I would like to learn Kotlin and try to transfer multiple objects that each manage two ints to one list that manages a hashmap of two ints.
This is the new object:
public class HashObject(val maps: MutableList<HashMap<Int, Int>>){
...
}
This is the old object:
public class OldObject(
val a: Int,
val b: Int
)
I have a list of the old objects:
val oldObjects: List<OldObject> = ...
And i am trying to transfer it like this:
val hashObjects = mutableListOf<HashMap<Int, Int>>()
for(obj in oldObjects){
hashObjects.add(hashMapOf(obj.a to obj.b))
val result = HashObject(maps = hashObjects)

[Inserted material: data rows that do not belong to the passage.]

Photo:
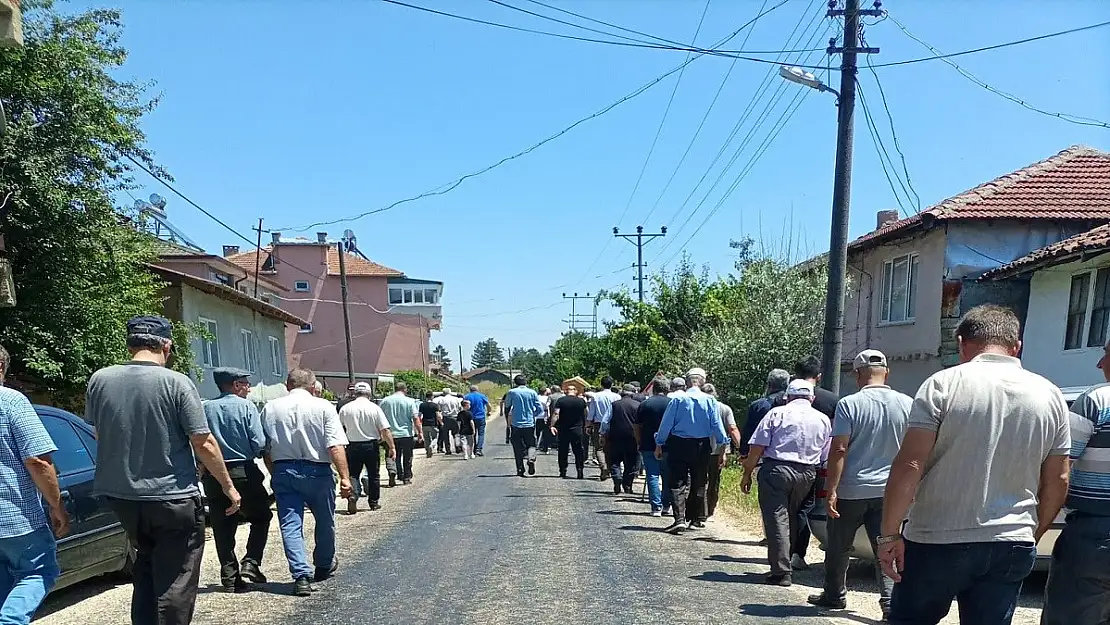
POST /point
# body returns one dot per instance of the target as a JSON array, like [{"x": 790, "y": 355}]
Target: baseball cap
[
  {"x": 869, "y": 358},
  {"x": 800, "y": 389},
  {"x": 150, "y": 324}
]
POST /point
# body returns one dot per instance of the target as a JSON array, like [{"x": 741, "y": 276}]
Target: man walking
[
  {"x": 150, "y": 432},
  {"x": 619, "y": 440},
  {"x": 238, "y": 427},
  {"x": 366, "y": 429},
  {"x": 568, "y": 417},
  {"x": 689, "y": 429},
  {"x": 1079, "y": 581},
  {"x": 524, "y": 406},
  {"x": 305, "y": 440},
  {"x": 480, "y": 407},
  {"x": 28, "y": 551},
  {"x": 867, "y": 433},
  {"x": 985, "y": 463},
  {"x": 791, "y": 441},
  {"x": 404, "y": 423}
]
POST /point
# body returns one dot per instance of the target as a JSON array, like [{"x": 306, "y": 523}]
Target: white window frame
[
  {"x": 886, "y": 289},
  {"x": 210, "y": 348}
]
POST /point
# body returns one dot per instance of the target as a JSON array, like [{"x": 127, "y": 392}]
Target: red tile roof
[
  {"x": 1073, "y": 184},
  {"x": 1061, "y": 251}
]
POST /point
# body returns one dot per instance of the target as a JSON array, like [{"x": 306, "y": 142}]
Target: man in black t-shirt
[
  {"x": 431, "y": 420},
  {"x": 568, "y": 420}
]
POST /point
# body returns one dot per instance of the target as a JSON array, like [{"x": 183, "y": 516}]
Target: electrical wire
[{"x": 1061, "y": 116}]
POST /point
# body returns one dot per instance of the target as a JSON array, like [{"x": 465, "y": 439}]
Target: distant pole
[{"x": 346, "y": 313}]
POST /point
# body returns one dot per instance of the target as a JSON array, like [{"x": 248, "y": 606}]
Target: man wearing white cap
[
  {"x": 793, "y": 440},
  {"x": 366, "y": 427},
  {"x": 867, "y": 433}
]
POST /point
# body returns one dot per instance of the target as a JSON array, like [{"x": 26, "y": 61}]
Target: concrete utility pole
[
  {"x": 638, "y": 241},
  {"x": 346, "y": 314},
  {"x": 833, "y": 340}
]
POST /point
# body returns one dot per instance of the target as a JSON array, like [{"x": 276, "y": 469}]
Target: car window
[{"x": 71, "y": 455}]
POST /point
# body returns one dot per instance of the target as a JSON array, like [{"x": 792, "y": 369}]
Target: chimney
[{"x": 886, "y": 217}]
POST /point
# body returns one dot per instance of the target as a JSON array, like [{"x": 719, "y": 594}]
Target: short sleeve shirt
[{"x": 22, "y": 436}]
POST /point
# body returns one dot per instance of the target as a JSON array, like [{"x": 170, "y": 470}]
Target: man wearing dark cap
[
  {"x": 149, "y": 424},
  {"x": 238, "y": 427}
]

But I get the following error:
Type mismatch.
Required: kotlin.collections.HashMap<Int, Int> /* = java.util.HashMap<Int, Int> */
Found: MutableList<java.util.HashMap<Int, Int>>
How can I solve this problem?
CodePudding user response:
Another way to do what you're asking is
val result = oldObjects.map { oldObj -> hashMapOf(oldObj.a to oldObj.b) }
.toMutableList()
CodePudding user response:
The question seems a bit confused, but I suspect that what's really needed is a single map from Int to Int. One of the simplest (and most efficient) ways to get that is:
val result = oldObjects.associate{ it.a to it.b }
That gives a Map<Int, Int>
, with one entry for each of the original OldObjects. (With the caveat that if multiple OldObjects have the same key, only the last will be included in the result. If you need to preserve them all in that case, then a map isn't the right structure.)
(If you need the result to be mutable, you can then call toMutableMap()
on it — but in general it's simpler and safer to stick to immutable objects where possible.)